Dana Gas, perusahaan gas alam sektor swasta regional terbesar di Timur Tengah, pada hari Rabu mengumumkan bahwa mereka telah menandatangani Memorandum of Understanding (MoU) dengan Syria Petroleum Company (SPC) untuk menjajaki potensi pembangunan kembali dan perluasan beberapa ladang gas alam di Suriah tengah. Ladang tersebut mencakup ladang gas Abu Rabah – salah satu penemuan gas terbesar di Suriah – serta ladang gas SPC lainnya.

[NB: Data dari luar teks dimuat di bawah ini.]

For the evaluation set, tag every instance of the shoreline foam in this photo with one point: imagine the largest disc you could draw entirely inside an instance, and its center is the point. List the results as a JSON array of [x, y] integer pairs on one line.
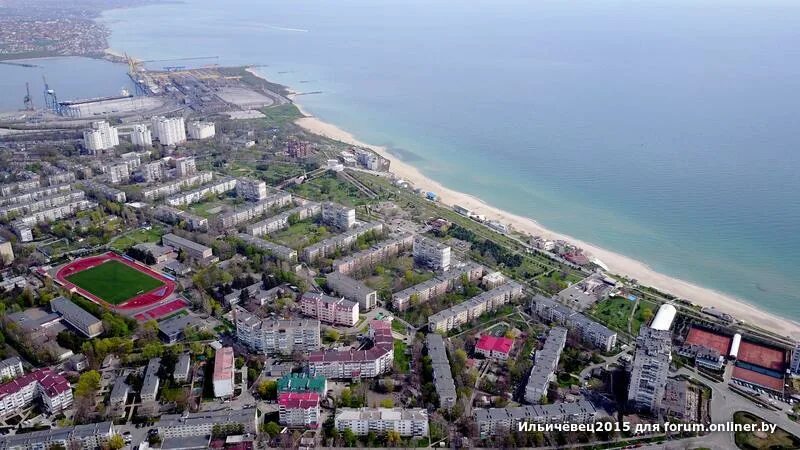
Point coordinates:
[[616, 262]]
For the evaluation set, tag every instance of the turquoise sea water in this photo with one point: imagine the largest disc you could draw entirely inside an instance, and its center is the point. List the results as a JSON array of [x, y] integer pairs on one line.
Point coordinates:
[[664, 130]]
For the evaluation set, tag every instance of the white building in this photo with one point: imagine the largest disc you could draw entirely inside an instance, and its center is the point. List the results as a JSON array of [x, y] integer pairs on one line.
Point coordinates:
[[223, 372], [141, 136], [407, 422], [201, 130], [169, 131], [102, 136]]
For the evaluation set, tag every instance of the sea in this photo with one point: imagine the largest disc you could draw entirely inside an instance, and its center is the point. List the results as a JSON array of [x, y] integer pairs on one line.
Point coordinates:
[[666, 130]]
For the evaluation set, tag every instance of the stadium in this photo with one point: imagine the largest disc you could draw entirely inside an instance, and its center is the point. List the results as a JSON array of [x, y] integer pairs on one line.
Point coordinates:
[[115, 281]]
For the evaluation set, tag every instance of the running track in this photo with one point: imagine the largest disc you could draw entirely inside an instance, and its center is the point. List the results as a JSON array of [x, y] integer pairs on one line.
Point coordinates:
[[139, 301]]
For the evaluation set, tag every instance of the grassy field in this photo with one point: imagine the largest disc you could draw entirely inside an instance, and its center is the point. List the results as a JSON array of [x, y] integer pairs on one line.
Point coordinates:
[[780, 439], [114, 281], [137, 237], [613, 312]]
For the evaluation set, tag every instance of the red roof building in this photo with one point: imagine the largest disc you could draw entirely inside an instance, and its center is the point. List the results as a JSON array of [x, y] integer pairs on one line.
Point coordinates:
[[494, 347]]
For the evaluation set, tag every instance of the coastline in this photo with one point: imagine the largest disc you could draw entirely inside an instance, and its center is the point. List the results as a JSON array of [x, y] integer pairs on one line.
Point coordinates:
[[616, 262]]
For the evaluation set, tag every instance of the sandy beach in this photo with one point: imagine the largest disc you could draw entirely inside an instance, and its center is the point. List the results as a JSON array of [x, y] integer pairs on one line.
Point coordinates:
[[616, 263]]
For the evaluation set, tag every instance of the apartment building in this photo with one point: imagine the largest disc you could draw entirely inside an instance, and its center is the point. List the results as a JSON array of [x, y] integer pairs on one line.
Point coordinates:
[[272, 336], [185, 166], [141, 136], [89, 325], [591, 332], [545, 365], [42, 204], [102, 192], [473, 308], [11, 368], [299, 409], [369, 258], [352, 289], [250, 211], [492, 421], [437, 286], [277, 250], [193, 250], [173, 215], [329, 246], [224, 184], [362, 421], [101, 136], [357, 364], [333, 310], [338, 216], [202, 423], [650, 369], [431, 253], [89, 436], [223, 372], [52, 389], [151, 381], [251, 190], [281, 221], [172, 187], [169, 131], [442, 375]]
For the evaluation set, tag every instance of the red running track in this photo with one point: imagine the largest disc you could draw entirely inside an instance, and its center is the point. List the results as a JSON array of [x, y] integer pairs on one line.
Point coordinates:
[[139, 301]]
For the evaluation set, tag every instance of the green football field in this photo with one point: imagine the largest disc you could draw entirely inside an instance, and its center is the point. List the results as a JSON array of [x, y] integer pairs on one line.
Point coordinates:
[[114, 282]]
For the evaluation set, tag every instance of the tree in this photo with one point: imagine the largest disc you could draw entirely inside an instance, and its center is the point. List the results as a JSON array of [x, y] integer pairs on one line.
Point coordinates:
[[116, 442]]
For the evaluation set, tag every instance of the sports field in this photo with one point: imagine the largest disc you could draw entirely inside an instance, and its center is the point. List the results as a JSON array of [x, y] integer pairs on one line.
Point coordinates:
[[114, 281]]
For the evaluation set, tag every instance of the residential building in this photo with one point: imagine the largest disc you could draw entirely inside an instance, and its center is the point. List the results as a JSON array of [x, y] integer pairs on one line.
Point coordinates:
[[223, 372], [362, 421], [437, 286], [11, 368], [329, 246], [473, 308], [193, 250], [250, 211], [100, 137], [89, 325], [171, 187], [591, 332], [495, 347], [282, 220], [52, 389], [141, 136], [338, 216], [185, 166], [151, 381], [224, 184], [650, 369], [431, 253], [301, 382], [367, 259], [202, 423], [250, 189], [352, 289], [357, 364], [494, 421], [181, 372], [173, 215], [201, 130], [545, 365], [272, 336], [278, 251], [337, 311], [299, 409], [442, 375], [169, 131], [89, 436]]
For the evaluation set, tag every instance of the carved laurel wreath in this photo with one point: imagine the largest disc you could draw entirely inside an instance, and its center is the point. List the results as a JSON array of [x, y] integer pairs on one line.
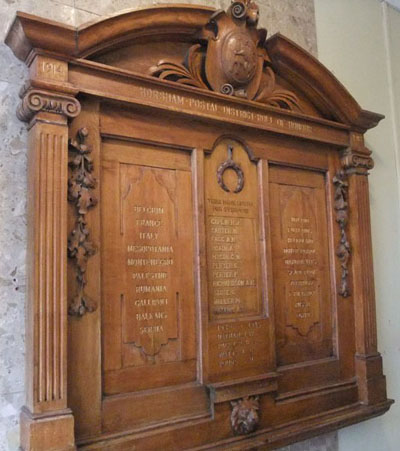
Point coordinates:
[[80, 248], [244, 416], [230, 164], [342, 214]]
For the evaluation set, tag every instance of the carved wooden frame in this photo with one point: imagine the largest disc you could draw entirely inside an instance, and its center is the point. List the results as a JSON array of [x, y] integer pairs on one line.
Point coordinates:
[[56, 54]]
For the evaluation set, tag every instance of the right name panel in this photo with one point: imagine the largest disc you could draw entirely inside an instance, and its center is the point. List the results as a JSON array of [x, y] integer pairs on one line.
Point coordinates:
[[302, 289]]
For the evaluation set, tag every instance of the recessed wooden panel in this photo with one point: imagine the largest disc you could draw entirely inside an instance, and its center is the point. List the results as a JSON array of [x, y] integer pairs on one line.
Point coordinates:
[[237, 330], [301, 271], [148, 293]]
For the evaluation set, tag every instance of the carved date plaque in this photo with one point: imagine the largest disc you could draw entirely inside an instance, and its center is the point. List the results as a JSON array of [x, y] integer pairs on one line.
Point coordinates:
[[210, 188]]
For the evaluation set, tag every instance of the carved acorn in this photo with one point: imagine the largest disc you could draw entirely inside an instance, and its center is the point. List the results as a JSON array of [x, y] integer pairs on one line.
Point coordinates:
[[244, 417]]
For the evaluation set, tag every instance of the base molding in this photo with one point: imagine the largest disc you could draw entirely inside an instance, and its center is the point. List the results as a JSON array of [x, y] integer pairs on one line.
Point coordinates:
[[47, 432], [267, 439]]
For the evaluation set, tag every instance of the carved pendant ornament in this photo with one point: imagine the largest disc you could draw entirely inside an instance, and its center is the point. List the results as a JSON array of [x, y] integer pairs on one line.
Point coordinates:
[[244, 416], [231, 59], [80, 248], [230, 164], [342, 215]]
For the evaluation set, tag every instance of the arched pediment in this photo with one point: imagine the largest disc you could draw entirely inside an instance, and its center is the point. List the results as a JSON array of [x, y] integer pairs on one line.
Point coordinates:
[[193, 45]]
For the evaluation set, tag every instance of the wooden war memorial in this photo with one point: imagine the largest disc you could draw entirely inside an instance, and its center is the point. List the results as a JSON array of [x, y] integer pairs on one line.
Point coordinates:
[[199, 254]]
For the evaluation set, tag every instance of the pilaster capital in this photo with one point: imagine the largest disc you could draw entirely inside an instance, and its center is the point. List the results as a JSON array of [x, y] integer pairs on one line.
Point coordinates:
[[354, 162], [35, 101]]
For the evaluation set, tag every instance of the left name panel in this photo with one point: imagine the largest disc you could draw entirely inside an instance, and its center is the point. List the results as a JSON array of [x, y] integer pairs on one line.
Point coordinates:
[[147, 268]]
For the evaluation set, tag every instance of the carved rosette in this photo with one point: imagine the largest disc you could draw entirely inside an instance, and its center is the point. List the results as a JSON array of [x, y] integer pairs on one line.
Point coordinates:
[[244, 416], [342, 215], [231, 59], [80, 193], [35, 101]]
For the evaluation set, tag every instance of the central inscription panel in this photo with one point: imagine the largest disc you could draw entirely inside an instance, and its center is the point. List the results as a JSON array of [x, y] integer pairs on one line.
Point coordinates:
[[237, 329]]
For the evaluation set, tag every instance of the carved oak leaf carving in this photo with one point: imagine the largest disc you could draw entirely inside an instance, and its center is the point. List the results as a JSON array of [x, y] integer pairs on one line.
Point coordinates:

Dana Gas merupakan pengembang pertama yang menandatangani perjanjian tersebut. Berdasarkan ketentuan MoU, Dana Gas akan melakukan penilaian teknis komprehensif terhadap ladang-ladang yang teridentifikasi dan mengusulkan rencana pengembangan yang bertujuan untuk meningkatkan total produksi gas secara signifikan jika evaluasi berhasil dan kedua belah pihak mencapai kesepakatan akhir.

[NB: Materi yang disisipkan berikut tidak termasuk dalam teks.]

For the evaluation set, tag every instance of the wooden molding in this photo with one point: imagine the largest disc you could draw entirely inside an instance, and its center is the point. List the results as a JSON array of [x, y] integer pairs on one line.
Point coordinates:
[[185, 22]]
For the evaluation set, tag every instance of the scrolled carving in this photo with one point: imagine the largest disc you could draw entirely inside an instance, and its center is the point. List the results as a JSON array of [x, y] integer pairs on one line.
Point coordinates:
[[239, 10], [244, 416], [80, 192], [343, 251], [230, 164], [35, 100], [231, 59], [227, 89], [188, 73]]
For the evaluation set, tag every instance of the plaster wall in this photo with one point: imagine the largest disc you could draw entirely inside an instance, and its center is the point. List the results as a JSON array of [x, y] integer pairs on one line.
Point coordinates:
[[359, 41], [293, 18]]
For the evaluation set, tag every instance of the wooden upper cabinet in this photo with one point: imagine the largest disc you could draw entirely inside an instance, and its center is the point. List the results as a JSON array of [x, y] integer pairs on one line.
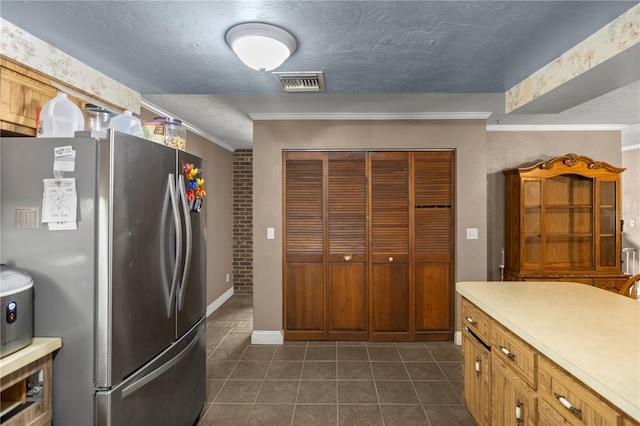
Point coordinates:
[[433, 205], [22, 93], [304, 208], [563, 221], [389, 206]]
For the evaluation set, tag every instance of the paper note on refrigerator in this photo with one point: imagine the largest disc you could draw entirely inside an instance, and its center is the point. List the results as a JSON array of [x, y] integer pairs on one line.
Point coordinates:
[[60, 200]]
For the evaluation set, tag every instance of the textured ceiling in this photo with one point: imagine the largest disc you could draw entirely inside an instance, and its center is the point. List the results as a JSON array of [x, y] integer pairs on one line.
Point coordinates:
[[377, 56]]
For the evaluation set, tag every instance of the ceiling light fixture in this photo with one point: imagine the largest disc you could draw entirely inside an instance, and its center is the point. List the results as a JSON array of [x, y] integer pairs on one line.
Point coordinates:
[[262, 47]]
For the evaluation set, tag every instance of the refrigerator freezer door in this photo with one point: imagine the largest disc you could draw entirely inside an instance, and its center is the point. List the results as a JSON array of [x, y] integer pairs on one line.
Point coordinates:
[[137, 255], [61, 263], [192, 295], [168, 391]]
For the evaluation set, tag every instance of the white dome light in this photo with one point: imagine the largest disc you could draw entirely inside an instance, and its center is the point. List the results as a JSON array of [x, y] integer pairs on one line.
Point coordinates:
[[262, 47]]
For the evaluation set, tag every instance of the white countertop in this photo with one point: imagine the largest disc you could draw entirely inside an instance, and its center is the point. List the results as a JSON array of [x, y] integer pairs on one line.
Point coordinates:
[[592, 333]]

Richard Hall, CEO Dana Gas, mengatakan: “Perjanjian ini menandai langkah pertama yang penting dalam mengevaluasi peluang untuk membangun kembali infrastruktur gas Suriah dan membuka potensi yang ada dalam sektor gasnya. Ladang-ladang yang diidentifikasi berdasarkan MoU ini dapat memberikan perbedaan nyata terhadap produksi gas dalam negeri, memperkuat ketahanan energi Suriah dan mendukung masyarakat lokal.

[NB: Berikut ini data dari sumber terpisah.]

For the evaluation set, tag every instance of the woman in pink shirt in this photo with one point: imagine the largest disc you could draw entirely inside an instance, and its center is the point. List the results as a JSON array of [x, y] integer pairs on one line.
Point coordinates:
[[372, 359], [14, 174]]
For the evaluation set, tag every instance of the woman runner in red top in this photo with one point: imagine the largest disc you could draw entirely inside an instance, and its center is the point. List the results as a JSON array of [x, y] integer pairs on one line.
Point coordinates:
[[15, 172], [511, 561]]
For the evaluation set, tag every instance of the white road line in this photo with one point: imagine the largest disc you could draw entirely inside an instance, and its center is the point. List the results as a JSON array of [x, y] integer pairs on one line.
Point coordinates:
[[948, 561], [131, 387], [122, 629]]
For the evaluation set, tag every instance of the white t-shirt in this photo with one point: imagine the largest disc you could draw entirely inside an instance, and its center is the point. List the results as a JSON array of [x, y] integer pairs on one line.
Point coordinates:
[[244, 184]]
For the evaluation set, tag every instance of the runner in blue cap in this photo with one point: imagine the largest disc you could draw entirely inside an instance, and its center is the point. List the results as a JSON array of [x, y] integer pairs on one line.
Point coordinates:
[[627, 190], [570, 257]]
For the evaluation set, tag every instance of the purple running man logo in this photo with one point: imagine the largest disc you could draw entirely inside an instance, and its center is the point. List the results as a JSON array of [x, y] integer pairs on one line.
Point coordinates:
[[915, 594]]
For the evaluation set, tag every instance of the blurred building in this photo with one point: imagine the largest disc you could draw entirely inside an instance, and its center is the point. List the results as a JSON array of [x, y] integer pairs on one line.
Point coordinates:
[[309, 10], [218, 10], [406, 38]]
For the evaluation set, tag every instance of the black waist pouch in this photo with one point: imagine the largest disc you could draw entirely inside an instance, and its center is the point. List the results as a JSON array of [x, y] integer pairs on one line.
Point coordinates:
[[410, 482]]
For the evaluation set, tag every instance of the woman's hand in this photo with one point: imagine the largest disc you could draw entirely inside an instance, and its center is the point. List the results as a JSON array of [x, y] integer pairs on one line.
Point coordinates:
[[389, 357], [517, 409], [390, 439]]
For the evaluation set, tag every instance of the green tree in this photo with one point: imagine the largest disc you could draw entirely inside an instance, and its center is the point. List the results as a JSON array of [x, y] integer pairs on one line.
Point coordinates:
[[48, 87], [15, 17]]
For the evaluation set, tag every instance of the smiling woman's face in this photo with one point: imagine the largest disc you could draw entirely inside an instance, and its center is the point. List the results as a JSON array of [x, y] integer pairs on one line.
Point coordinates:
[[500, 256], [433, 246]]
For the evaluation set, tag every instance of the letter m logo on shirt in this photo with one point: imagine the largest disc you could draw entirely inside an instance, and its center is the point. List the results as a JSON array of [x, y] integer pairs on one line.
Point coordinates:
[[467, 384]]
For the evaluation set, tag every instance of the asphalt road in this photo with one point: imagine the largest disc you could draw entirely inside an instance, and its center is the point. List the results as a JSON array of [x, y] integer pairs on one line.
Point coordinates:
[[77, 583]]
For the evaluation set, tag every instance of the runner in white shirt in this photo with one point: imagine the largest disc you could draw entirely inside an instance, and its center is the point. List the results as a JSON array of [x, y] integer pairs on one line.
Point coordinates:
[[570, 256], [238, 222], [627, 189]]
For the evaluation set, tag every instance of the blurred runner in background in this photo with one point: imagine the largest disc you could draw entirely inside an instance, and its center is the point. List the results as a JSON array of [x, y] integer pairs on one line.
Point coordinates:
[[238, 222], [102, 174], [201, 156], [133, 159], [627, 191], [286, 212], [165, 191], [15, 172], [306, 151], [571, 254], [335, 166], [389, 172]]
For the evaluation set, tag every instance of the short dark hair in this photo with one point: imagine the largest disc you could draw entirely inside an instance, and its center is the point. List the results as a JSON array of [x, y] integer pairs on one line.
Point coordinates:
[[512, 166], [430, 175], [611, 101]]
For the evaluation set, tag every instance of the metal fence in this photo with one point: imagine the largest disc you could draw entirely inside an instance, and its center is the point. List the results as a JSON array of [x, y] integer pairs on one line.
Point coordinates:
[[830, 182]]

“Keyakinan kami dalam menghadapi tantangan ini ada dua: pertama, profesionalisme dan kekuatan teknis tim Syria Petroleum dan kedua, keahlian pengembangan dan operasional kami yang telah terbukti, yang baru-baru ini ditunjukkan melalui penyelesaian awal proyek perluasan KM250 di Irak bersama mitra operasi bersama kami. Pembelajaran dan kemampuan yang kami kembangkan di sana dapat langsung ditransfer ke proyek-proyek seperti ini, di mana pelaksanaan langsung, disiplin teknis dan keuangan, dan pemahaman regional adalah kunci keberhasilannya. Kami berterima kasih kepada rekan-rekan kami di Suriah atas kepercayaan dan kemitraan mereka saat kami memulai hal ini. usaha.”